Hemn Hadi Kareem a and Amar Talib Al-Hamdi b

a Sulaimani Cardiac Hospital, Sulaimani, Kurdistan Region, Iraq. 

b Consultant Cardiologists and Electrophysiologist, Sulaimani, Kurdistan Region, Iraq.

  

Submitted: 25/7/2019; Accepted: 27/7/2020; Published: 21/9/2020

DOI Link: https://doi.org/10.17656/jsmc.10257 

ABSTRACT

Background 

The QT interval extends from the onset of the QRS complex to the end of the T wave. Thus, it includes the total duration of ventricular activation and recovery and, in a general sense, reflects the duration of the ventricular action potential.
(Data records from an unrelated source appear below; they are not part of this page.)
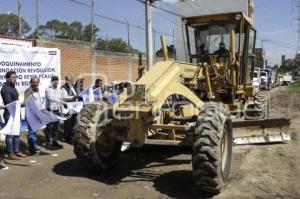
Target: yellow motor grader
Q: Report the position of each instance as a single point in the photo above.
(208, 104)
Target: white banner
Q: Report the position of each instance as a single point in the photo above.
(28, 62)
(15, 42)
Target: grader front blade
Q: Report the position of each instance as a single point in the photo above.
(261, 131)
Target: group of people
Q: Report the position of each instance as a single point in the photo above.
(56, 97)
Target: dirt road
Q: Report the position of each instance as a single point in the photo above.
(258, 171)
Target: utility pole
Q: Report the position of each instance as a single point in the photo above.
(149, 42)
(129, 50)
(37, 17)
(298, 20)
(92, 22)
(128, 34)
(94, 70)
(154, 45)
(174, 50)
(20, 21)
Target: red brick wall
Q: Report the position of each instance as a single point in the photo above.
(115, 67)
(77, 59)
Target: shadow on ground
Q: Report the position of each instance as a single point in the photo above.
(141, 165)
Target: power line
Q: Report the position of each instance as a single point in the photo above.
(117, 20)
(81, 3)
(164, 9)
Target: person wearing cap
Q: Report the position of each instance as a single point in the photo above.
(222, 49)
(69, 95)
(97, 88)
(33, 91)
(54, 101)
(10, 94)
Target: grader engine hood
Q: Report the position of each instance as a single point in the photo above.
(163, 80)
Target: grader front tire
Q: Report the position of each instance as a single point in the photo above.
(87, 148)
(212, 149)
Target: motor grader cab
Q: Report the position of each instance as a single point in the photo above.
(225, 42)
(180, 104)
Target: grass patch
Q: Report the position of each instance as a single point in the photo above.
(295, 86)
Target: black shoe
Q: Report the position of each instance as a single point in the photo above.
(57, 145)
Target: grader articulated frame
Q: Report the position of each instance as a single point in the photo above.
(199, 104)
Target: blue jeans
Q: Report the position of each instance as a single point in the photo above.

The QT interval on electrocardiography is temporally aligned with diastolic dysfunction. 

Objectives 

To determine the significance of corrected QT (QTc) interval prolongation in predicting left ventricular diastolic dysfunction in hypertensive patients.

Patients and Methods

A cross-sectional study was conducted in the echocardiography department of SHAR teaching hospital from December 2018 to May 2019, on subjects diagnosed as hypertension; twelve lead electrocardiography was done to obtain QTc using Bazett formula. Echocardiography was performed using M mode, two-dimensional image, pulse wave, and tissue Doppler to calculate left ventricular diastolic dysfunction according to the published guideline.

Results

In this study, 64 patients who have met the inclusion and exclusion criteria were enrolled, 45.3 %( n=29) were male and 54.7 %( n=35) were female. 25 subjects (39.1%) met the criteria of diastolic dysfunction, and 39 subjects (60.9%) had a normal diastolic function. The mean QTc value of the diastolic dysfunction group was 459.2 ± 14.7 ms, while the mean QTc of normal diastolic function group was 402.8 ± 26.4 ms (P-value <0.001). The diagnostic value of the prolonged QTc interval (QTc >450 ms in male and > 460 ms in female) in determining diastolic dysfunction is 68 % sensitivity, 97.4% specificity, 94.4% positive predictive value, 82% negative predictive value and 85.9% accuracy. Among all variables; only ejection fraction (EF)%, echocardiographic LVH, tricuspid regurgitation (TR) velocity, E/e’ and left atrial volume index (LAVI) had statistically significant relation to QTc.

Conclusion

Electrocardiographic QTc interval is a simple but useful and accurate measurement for predicting diastolic dysfunction in hypertensive patients providing its high sensitivity and specificity.

KEYWORDS

Diastolic dysfunction; QTc interval; Hypertension.